The team at Webdadi have cracked it, and unbelieveably easily! Ha. So the trick is to have a schema that works. they combined a strategy of using a prompt to convert a CURL request to a schema with an example of a working GET request schema and the combination created a perfect working result with an instruction to the GPT.
Here is a working sample schema, WITHOUT Authentication, to test your use case as either an example or to merge with a prompt to create a schema from a CURL GET request.
You’ll find plenty of help resolving authentication in the Schema using Custom Authorisation in the community here.

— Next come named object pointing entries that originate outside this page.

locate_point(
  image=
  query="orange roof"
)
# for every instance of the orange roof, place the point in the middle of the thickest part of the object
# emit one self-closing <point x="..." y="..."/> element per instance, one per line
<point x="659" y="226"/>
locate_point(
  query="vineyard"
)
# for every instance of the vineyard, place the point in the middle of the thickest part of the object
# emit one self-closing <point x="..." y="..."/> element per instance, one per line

This API sends a GET request to my API using the querystring param input_text, where the API is simply a hosted python Flask (runing using gunicorn) and has a Flask accessible endpoint /search that is accessible over SSL. The Flask app simply performs a vectorstore similarity_search of a ChromDB that is a locally cached VectorDB, and the similarity_search just returns the top scoring answer using JSONIFY which is being used by the GPT schema , its instructions with the Action provides decent inference. Here is my working schema:-
{
"openapi": "3.1.0",
"info": {
"title": "WebdadiAPI",
"version": "0.1.0"
},
"servers": [
{
"url": "MyFQDN/"
}
],
"paths": {
"/search": {
"get": {
"summary": "Search GPT-generated content",
"operationId": "searchGPTContent",
"parameters": [
{
"name": "input_text",
"in": "query",
"required": true,
"schema": {
"type": "string"
}
}
],
"responses": {
"200": {
"description": "Search results",
"content": {
"application/json": {
"schema": {
"type": "object",
"properties": {
"results": {
"type": "array",
"items": {
"type": "string"
}
}
}
}
}
}
}
}
}
}
},
"components": {
"schemas": {
"HTTPValidationError": {
"properties": {
"detail": {
"items": {
"$ref": "#/components/schemas/ValidationError"
},
"type": "array",
"title": "Detail"
}
},
"type": "object",
"title": "HTTPValidationError"
},
"ValidationError": {
"properties": {
"loc": {
"items": {
"anyOf": [
{
"type": "string"
},
{
"type": "integer"
}
]
},
"type": "array",
"title": "Location"
},
"msg": {
"type": "string",
"title": "Message"
},
"type": {
"type": "string",
"title": "Error Type"
}
},
"type": "object",
"required": [
"loc",
"msg",
"type"
],
"title": "ValidationError"
}
}
}
}
Once you have this schema working and returning responses on a TEST basis you’re away once you’ve updated your GPT intructions to be something along the lines of:
Instructions example:
The GPT is designed as a first-line support service agent, specializing in answering customer questions . It utilizes an API via the GPT’s custom action. The user will give you, the GPT, a query. You will take this query, and pass this as “query” param in the api. The API /search endpoint will return a response from which you will extract the contexts key from the result and display it to the user. The GPT’s responses should be friendly and efficient, providing clear summaries of steps for problem resolution. It should engage in conversations, seeking further context when necessary, and answer customer questions thoroughly.